Vulcan Post

Forget Elon Musk: China and the US have just killed cryptocurrency decentralisation

I get the impression that in the frenzy that saw Bitcoin shed nearly half of its value and the entire market lost $1 trillion in market capitalisation, most people have missed the importance of the shifts caused by China and the United States (US) that crack the very foundations of crypto.

bitcoin market capitalisation
Image Credit: Coinmarketcap.com

Of course, everybody acknowledged the impact China’s decision to restrict financial institutions from dealing with digital currencies (and announcement of a crackdown on mining) had, as it was one of the major drivers of the price drop.

However, less attention has been given to what it means for the future of digital currencies, and it’s not bright.

I.e. the key promise of decentralisation — that cryptocurrencies would offer an alternative to state-issued fiat currencies controlled by central banks — is, effectively, dead.

Any country in the world can introduce legislation barring the use of cryptocurrencies as legal tender.

It doesn’t matter that you can still hold it in your private, non-custodial wallet in secret. Your currency may remain “decentralised” — you just can’t do much with it because the government won’t let you.

What happens when cryptocurrency is outlawed?

No legally operating business is going to accept your BTC or ETH if their use is penalised by law. It doesn’t matter how good the technology is, how safe, secure and stable. If it’s outlawed, it’s gone.
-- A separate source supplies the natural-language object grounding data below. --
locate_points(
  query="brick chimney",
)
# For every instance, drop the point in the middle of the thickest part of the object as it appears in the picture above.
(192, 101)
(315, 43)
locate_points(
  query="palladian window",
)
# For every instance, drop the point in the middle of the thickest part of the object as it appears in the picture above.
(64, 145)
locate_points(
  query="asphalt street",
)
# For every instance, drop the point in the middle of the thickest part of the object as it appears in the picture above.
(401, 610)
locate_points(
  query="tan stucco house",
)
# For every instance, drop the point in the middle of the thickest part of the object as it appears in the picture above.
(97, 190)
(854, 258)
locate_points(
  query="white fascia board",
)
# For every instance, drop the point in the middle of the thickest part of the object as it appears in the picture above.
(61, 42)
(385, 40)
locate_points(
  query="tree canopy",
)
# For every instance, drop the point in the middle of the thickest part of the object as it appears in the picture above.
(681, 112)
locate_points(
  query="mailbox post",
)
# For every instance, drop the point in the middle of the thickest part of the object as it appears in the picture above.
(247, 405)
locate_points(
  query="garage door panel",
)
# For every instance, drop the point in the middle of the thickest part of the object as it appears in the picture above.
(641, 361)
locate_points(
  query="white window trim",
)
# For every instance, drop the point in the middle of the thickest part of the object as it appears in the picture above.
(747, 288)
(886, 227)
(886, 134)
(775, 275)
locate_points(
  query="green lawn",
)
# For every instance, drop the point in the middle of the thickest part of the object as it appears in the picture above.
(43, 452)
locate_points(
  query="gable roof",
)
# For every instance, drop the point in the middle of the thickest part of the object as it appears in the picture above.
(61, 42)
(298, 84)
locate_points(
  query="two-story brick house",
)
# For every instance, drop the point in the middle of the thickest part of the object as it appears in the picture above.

And it’s not an issue specific just to autocratic China, and its Communist Party which has long shown its suspicion of crypto.

Image Credit: Fortune

The US has fired its own salvos too, with the Treasury introducing a proposal to make it mandatory for all crypto transactions exceeding $10,000 in value, to be reported to the Internal Revenue Service (IRS).

What is your encryption and secrecy worth now, if the government can demand necessary information at will? 

When filing your taxes in America, you’re already asked whether you have participated in any virtual transactions and are now required to report capital gains accumulated from crypto trading. Yes, holding your prized digital assets comes with a tax bill in the fiat currency you loathe so much.

To make matters worse, it’s your responsibility to track the real market value of every transaction you made and calculate your tax liability, or face legal consequences. 

It’s only a matter of time when the rest of the world follows suit (EU is working on its own regulatory framework too).

It turns out then, that for all the promises of independence from the national authorities, cryptocurrencies can’t really escape them. Even worse, they can burden you with bureaucracy you didn’t even know existed.

Of course, “technically” you can keep your Bitcoin in an encrypted, private wallet and not disclose it to anyone, trying to show politicians and tax collectors the middle finger.

But if you do (most won’t, let’s be honest), you’re risking running afoul of the law. If you ever want to exchange the holdings for fiat, the information is going to bubble up somewhere, leaving you not only with a tax bill, but a painful penalty too.

Direct transactions won’t keep you safe either, particularly if other countries follow China’s example and restrict the use of non-public digital currencies — possibly rendering the contents of your wallet quite worthless in the process.

This brings us to another threat – the uncertainty about the future legal status of any cryptocurrency in any country in the world. 

It’s going to impact the value of your digital currencies

Every piece of legislation directly impacts the current and anticipated future demand.

Given the lack of obvious technical advantages (cryptocurrencies are currently both more expensive and slower to conduct transactions in, particularly for BTC) and incentive for use in illicit activities and tax evasion, most governments are likely to introduce additional regulation, which is going to impact the value of your crypto holdings. 

Image Credit: Fox Business

If you thought Elon Musk was bad — when all he had to do to shake the entire market is post a few tweets — think of the consequences of actual laws directly restricting the use of digital currencies. 

Parliaments are still unsure how to react to this novel technology and unlike in China, where the party sees it as a possible challenge to its grip on power, they are going to proceed cautiously.

Ultimately, they’re bound to set stricter rules on the use of decentralised crypto, whether you like it or not, because no challenge to governmental control will be allowed to stand. And the world’s leading superpowers are clearly keen on showing who’s really in charge.